NEW GERMAN SUPERCAV TORPEDO!

The German Navy has developed a highly advanced new supercavitating torpedo known as the ‘Barracuda’. Built by Diehl BGT Defence, the Barracuda travels at over 800km/h, faster than the Shkval, and, crucially, is steerable as well!

Already having underdone a whole range of successful tests, the designers of Barracuda boast that its capabilities are unmatched, claiming the design is 10 years ahead of American and Russian efforts. It is claimed the Barracuda is maneuverable enough even to home in on, and knock out an incoming Shkval!

You can read a full article about supercavitation, that includes a write up and pictures of the Barracuda, as well as pictures from the world of Deep Angel in the launch issue of ‘Wunderwelt Wissen’ magazine.

As Robert Kulinsky of American Naval Undersea Warfare Center (NUWC) states in the article - we stand today where once aircraft designers stood after the first flight of the Wright Brothers... at the forefront of a oncoming revolution.

www.deepangel.com...


german source:


Supertorpedo - made in Germany
von Ronald Rattmann

Ein neuer Torpedo, erdacht von deutschen Ingenieuren, erreicht bis zu 800 Kilometer in der Stunde – und könnte die Unterwasserkriegsführung für immer verändern.

Der Krieg unter Wasser ist bis heute eine nervenzerfetzende Angelegenheit.
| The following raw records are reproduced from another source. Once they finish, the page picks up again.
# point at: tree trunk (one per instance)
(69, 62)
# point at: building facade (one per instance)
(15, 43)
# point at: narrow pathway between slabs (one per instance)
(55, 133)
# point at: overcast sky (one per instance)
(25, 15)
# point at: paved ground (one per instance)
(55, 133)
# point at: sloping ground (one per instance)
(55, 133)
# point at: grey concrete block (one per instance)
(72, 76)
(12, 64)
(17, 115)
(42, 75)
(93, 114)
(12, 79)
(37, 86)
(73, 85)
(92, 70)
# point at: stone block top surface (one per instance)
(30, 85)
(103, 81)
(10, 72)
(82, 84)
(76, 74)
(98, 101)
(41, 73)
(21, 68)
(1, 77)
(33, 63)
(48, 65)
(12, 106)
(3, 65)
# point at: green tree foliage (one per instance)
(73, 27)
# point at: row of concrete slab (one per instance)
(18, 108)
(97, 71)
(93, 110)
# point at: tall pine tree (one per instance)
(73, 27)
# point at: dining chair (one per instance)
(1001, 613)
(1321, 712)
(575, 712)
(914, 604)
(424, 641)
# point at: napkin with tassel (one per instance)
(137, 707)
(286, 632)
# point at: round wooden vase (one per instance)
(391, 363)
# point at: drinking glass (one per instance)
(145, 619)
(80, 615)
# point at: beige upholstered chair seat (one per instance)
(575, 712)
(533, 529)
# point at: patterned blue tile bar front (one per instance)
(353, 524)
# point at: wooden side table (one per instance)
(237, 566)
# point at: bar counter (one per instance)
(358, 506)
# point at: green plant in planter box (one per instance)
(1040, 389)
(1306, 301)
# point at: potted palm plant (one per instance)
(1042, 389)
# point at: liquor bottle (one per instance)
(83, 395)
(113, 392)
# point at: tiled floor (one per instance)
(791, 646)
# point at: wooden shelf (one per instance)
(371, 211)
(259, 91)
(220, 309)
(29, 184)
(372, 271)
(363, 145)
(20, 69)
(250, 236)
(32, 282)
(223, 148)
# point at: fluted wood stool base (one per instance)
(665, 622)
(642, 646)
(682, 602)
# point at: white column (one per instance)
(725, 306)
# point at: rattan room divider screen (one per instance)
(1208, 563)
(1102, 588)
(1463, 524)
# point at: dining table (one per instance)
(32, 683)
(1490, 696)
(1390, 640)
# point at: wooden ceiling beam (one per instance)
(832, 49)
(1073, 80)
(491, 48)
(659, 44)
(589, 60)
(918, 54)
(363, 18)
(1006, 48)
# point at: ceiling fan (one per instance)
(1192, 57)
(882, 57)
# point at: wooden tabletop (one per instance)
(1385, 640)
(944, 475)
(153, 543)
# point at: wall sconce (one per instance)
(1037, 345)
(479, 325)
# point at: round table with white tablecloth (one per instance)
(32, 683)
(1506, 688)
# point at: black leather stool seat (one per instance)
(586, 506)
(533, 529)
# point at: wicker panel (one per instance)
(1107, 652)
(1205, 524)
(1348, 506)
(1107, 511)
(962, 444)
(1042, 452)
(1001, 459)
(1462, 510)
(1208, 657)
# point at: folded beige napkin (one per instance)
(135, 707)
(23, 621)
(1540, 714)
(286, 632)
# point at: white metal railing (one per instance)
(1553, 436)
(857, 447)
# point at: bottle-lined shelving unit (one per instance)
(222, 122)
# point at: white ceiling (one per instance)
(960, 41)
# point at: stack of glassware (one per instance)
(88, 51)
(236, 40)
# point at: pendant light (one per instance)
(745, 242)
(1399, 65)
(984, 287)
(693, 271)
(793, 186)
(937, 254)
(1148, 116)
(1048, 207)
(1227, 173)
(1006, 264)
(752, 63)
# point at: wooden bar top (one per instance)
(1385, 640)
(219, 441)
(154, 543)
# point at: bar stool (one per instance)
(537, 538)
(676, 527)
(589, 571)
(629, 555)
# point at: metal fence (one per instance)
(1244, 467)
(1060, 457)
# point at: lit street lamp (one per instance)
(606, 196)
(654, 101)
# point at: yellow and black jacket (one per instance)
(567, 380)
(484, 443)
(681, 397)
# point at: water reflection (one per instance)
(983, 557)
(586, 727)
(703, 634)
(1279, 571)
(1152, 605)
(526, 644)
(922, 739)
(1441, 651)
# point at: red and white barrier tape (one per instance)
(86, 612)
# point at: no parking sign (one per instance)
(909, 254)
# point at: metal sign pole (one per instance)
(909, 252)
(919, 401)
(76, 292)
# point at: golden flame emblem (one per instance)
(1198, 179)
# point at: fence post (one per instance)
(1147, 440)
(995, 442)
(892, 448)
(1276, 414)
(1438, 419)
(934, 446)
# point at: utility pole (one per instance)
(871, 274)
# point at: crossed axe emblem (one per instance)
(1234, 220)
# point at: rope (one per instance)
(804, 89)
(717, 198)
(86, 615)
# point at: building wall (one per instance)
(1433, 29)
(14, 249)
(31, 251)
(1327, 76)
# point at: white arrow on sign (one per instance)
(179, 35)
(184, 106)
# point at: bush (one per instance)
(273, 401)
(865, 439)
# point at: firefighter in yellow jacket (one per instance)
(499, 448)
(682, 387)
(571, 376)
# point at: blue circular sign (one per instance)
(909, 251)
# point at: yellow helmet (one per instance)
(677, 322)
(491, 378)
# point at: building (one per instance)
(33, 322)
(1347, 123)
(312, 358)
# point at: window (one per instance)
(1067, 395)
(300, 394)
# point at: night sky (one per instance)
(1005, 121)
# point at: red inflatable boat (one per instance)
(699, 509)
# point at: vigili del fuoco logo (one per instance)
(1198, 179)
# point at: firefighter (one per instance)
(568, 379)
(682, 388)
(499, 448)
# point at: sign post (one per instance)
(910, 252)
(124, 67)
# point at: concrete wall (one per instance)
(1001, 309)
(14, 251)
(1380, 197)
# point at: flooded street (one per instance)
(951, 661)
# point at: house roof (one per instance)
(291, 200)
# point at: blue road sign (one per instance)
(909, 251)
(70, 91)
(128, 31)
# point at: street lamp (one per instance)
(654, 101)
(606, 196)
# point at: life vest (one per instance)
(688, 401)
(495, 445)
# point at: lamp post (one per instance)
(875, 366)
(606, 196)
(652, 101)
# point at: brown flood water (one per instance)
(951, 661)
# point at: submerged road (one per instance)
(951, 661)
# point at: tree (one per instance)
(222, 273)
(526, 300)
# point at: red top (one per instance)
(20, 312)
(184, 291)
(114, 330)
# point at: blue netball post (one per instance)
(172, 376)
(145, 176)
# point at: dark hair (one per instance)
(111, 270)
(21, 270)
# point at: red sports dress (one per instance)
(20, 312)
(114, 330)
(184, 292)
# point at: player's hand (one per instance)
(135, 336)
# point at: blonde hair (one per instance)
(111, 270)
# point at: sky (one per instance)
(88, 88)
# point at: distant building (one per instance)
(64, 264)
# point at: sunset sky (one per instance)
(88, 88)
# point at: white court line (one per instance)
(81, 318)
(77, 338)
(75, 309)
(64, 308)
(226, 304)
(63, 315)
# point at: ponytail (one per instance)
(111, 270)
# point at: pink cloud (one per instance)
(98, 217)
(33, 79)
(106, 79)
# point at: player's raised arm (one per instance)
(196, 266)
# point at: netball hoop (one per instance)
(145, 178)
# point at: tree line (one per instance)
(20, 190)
Eingeschlossen in eine Röhre aus Stahl tief unter dem Meeresspiegel liefern sich die Besatzungen und Offiziere gegnerischer U-Boote ein mitunter – zumindest für eine Partei – tödliches Katz-und-Maus-Spiel. Anders als im letzten Weltkrieg, als die Tauchboote verfeindeter Nationen sich mit zumeist ungesteuerten Torpedos bekämpften, sind die von heute hoch komplizierte Waffensysteme, die sich ihr Ziel selbst suchen.

Eines aber haben die konventionellen Torpedos noch immer mit ihren Vorgängern von einst gemeinsam: Sie sind sehr langsam und erlauben dem Angegriffenen das Einleiten von geeigneten Gegenmaßnahmen.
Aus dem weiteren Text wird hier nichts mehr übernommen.